Frequently Asked Questions
Many projects don’t fail because the idea was bad. They fail because early assumptions around feasibility, planning, finance, delivery and coordination were never properly tested against real-world conditions. Below are some of the common questions emerging across residential development and pre-construction planning.
Many projects begin falling apart during the pre-construction phase due to unrealistic feasibility assumptions, planning constraints, escalating costs, consultant coordination issues or funding pressure. In many cases, the visible design is not the real problem – the underlying financial structure, project timing or delivery strategy is.
Pre-construction risk refers to the financial, planning, design and coordination issues that can affect a project long before physical construction begins.
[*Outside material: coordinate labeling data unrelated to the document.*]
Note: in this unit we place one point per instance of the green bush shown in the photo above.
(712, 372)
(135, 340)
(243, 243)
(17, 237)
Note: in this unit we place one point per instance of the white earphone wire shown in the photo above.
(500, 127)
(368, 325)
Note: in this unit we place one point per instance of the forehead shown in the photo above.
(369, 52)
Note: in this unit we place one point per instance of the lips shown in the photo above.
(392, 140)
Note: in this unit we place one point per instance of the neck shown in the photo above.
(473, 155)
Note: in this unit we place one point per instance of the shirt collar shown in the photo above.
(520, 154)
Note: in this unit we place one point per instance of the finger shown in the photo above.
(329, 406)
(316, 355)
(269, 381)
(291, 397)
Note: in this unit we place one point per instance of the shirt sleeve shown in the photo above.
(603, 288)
This can include feasibility gaps, planning delays, authority requirements, consultant conflicts, cost escalation, market shifts and documentation issues that place pressure on delivery outcomes.
Feasibility studies help test whether a proposed project remains financially and practically viable under real-world conditions. A strong feasibility should account for planning constraints, escalation risk, holding costs, delivery timing, finance pressure and market sensitivity – not just ideal-case assumptions.
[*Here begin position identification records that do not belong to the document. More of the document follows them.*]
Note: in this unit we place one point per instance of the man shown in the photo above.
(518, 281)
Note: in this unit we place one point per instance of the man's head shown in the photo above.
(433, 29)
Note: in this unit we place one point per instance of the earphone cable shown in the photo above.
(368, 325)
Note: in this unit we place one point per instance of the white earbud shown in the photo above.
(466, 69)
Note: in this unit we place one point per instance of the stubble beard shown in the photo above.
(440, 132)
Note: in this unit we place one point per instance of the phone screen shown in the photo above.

Construction cost escalation can significantly change project viability by increasing build costs, finance pressure and contingency requirements. Projects operating with minimal buffer are particularly vulnerable to cost increases, specification changes and delays that occur between early feasibility and actual construction delivery.
Small projects can become financially risky when borrowing assumptions, sale prices, build costs or project timing are overly optimistic. Rising interest rates, longer approval timelines, consultant coordination issues and market softening can quickly reduce feasibility margins on projects that initially appeared viable.
Planning requirements, authority conditions and consultant coordination often shape project outcomes long before construction begins. Poor coordination between planning, design, engineering, finance and delivery assumptions can create delays, redesign costs and approval complications that significantly affect feasibility and delivery confidence.
Contingency requirements vary depending on project complexity, site conditions, authority requirements and market conditions. In periods of construction escalation and delivery uncertainty, relying on extremely tight contingencies can expose projects to significant financial pressure if costs or timelines shift unexpectedly.
Some projects appear viable because feasibility assumptions rely on ideal conditions rather than realistic delivery scenarios. A project may technically “work” in a spreadsheet while still carrying significant exposure to escalation, finance pressure, planning complexity, authority delays or delivery coordination risk.